As demonstrated in Example 3, the distribution of data can affect the cost of execution plans. The optimizer makes use of both the data dictionary and statistics to as part of its decision process.

Metadata

  Index Information Uniqueness Nullability
Description The dictionary provides a list of indexes per table. If an index is unique, it can be used as part of a permanent transformation, shortcutting some parts of planning. The optimizer needs to handle potential null values correctly. Nullability of a column can affect the use of some execution plans.

Statistics

  Table Size Cardinality Range Estimates
Description Provides an estimate of the total table size. Samples a small number of random pages (default 20), and extrapolates to determine the number of unique values in the indexed column.

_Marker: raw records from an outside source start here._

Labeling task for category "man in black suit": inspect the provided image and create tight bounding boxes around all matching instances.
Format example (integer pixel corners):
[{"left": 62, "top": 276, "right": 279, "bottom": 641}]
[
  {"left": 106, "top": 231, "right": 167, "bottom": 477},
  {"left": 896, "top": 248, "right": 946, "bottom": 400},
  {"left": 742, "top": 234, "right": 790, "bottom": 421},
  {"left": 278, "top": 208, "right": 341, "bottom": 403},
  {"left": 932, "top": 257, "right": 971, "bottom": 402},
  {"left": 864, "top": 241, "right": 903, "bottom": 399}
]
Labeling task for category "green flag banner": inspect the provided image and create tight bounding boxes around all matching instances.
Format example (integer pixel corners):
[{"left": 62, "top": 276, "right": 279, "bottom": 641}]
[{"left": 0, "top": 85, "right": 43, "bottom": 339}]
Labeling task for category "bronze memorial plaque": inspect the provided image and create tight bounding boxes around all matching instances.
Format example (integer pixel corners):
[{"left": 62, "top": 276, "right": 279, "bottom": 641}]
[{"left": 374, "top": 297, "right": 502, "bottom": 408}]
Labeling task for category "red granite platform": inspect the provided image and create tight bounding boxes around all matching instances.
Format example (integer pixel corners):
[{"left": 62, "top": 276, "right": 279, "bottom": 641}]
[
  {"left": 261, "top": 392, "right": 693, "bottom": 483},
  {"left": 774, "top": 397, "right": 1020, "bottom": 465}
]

The optimizer provides InnoDB with a minimum and a maximum value and receives back an estimate of the number of rows in the range.
Used For All Columns Indexed Columns Indexed Columns
Calculated In advance In advance On demand
Automatically Updated During Regular Operation [3] After 10% of the table has changed N/A
Manually Updated ANALYZE TABLE ANALYZE TABLE N/A
Configuration Options N/A Number of pages to sample [4] Maximum # of index dives [5] Maximum memory usage [6]
Accuracy Least Accurate Can be subject to distribution skew Most Accurate
Commonly Used For Determining table scan cost. May be used for join order (largest table first) when lack of indexes. Determining join order. Also used when range estimates exceed maximum # of index dives. Used to evaluate predicates (i.e., it looks at the possible indexes that could be used, and estimates how many rows would match). A range estimate was used to determine that population > 5000000 should not use an index.

Tip

Because of statistics, seemingly identical queries in QA and production may execute very differently. Even a query plan in production can change over time as data distribution does.

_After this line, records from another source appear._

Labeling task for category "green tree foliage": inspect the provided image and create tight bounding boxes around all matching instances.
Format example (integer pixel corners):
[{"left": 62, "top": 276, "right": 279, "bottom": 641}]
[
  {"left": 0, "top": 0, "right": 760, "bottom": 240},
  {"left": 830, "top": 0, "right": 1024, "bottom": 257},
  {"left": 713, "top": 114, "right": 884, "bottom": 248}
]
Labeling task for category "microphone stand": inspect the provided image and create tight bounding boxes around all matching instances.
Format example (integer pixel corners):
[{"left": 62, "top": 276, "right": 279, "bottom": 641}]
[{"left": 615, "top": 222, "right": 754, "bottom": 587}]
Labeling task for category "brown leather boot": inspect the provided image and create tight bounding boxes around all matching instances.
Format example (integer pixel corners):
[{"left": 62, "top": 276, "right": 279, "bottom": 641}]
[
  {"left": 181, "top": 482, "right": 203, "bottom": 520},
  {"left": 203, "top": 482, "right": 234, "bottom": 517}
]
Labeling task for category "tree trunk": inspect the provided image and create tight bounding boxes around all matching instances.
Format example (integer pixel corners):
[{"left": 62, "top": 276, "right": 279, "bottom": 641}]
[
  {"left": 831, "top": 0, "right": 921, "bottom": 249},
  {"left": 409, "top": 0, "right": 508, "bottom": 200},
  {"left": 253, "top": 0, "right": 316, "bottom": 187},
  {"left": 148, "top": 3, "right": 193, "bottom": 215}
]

[1]The default optimizer_prune_level=1. To disable this heuristic and evaluate all plans, set it to zero. http://dev.mysql.com/doc/refman/5.7/en/controlling-query-plan-evaluation.html
[2]The default optimizer_search_depth=64. Lower values may reduce plan evaluation time, as the cost of potentially less optimal plans.
[3]Statistic are updated during regular operation, but not in a manner which is guaranteed to be accurate.
[4]The number of pages sampled can be changed with innodb_stats_persistent_sample_pages. A higher value may produce more accurate estimates (at some increase to cost generation).
[5]The optimizer will switch to cardinality estimates when IN lists exceed eq_range_index_dive_limit items (default: 200).
[6]The range optimizer is limited to range_optimizer_max_mem_size (default: 8M). Queries that use multiple IN lists could exceed this, as the combination of options may be expanded internally.